America
Elegia Americana, J.D. Vance dal romanzo alla vicepresidenza
Dopo la vittoria di Donald Trump, ho letto “Elegia Americana”, il romanzo che ha portato J.D. Vance a diventare vicepresidente della più grande potenza mondiale.
Dopo la vittoria di Donald Trump, ho letto “Elegia Americana”, il romanzo pubblicato in Italia da Garzanti che ha portato J.D. Vance a diventare vicepresidente della più grande potenza mondiale. La sua sincera autobiografia ambientata nella cittadina di Middletown, nell’Ohio industriale, ricorda per certi versi la mia esperienza piombinese. A parte gli spunti interessanti, il pensiero più ricorrente nel leggere il romanzo è stato: “Tutto qui?”
Il romanzo
Mi sono chiesto come questo libro abbia partecipato all’ascesa vertiginosa dell’autore. Perché è solo un buon romanzo, che mette a nudo una realtà cruda e importante, ma non così complicata e impensabile come sembra trapelare.
J.D. Vance narra la storia della sua famiglia.
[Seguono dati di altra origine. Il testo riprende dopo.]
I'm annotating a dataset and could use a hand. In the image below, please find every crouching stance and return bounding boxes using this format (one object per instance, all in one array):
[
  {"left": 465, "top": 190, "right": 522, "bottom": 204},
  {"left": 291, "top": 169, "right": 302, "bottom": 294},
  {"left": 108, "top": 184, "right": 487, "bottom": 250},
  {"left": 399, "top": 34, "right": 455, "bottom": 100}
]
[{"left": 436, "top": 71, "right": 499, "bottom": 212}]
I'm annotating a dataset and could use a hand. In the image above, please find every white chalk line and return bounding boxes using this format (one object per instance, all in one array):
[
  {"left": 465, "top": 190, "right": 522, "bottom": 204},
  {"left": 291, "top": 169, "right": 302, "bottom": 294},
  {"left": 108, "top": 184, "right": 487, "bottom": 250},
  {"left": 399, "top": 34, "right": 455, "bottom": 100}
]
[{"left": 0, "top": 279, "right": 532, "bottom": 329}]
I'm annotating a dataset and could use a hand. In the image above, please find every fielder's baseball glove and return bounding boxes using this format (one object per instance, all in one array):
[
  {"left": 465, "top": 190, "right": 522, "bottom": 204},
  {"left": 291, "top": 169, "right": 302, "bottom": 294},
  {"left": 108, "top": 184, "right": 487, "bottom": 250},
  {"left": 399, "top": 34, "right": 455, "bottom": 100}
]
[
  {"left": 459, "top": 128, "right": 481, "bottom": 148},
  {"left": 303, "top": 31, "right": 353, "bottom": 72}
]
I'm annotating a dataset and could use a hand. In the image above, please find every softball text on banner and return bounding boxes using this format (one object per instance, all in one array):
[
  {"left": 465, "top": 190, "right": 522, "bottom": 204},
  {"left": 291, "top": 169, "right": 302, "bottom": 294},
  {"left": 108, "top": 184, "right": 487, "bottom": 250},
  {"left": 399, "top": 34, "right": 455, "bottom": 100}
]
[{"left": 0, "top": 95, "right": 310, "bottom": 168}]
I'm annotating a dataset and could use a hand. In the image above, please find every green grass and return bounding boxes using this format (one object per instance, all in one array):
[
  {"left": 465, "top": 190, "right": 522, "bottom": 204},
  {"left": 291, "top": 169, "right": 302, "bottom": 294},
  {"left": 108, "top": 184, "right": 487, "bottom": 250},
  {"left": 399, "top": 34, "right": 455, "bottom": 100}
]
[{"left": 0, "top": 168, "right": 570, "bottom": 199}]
I suoi nonni si trasferirono dal rurale Kentucky all’Ohio, dove il patriarca lavorò in un’acciaieria in una cittadina di circa 45.000 abitanti. L’autore indugia sulla natura dei nonni, due mezzosangue scozzesi irlandesi, dalla testa calda e il grilletto facile. Sono gli Hillbilly, il gruppo di americani bianchi stereotipati come arretrati e violenti che popolano i monti Appalachi.
Il loro matrimonio è estremamente turbolento anche se hanno una buona situazione economica. Danno vita a tre figli, tra cui la madre dell’autore. Ma, lei non trova stabilità. Dopo aver partorito due figli da giovane, continua a cambiare partner e a sprofondare nell’abisso della droga.
Per questo, il giovane J.D. ha costante bisogno della nonna, che lo avvia ai valori Hillbilly di famiglia e rispetto. Solo quando si trasferisce a tempo pieno dalla nonna, l’autore raggiunge la serenità necessaria per affermarsi nella vita, chiudendo il liceo con buoni voti in modo da affrontare prima l’esercito e poi l’università.
Le affinità con Piombino
Non posso che identificarmi negli albori della famiglia Vance. I miei nonni partirono nel dopoguerra da Macerata, nelle Marche, in una zona rurale considerata arretrata. Si stabilirono tra Piombino e Venturina, dove la terra era migliore. Ma, a Piombino c’era la fabbrica siderurgica che diventò il mondo di mio nonno per tanti anni, beneficiando di buoni salari e un sistema sociale offerto dall’azienda. Anche il loro matrimonio è stato turbolento.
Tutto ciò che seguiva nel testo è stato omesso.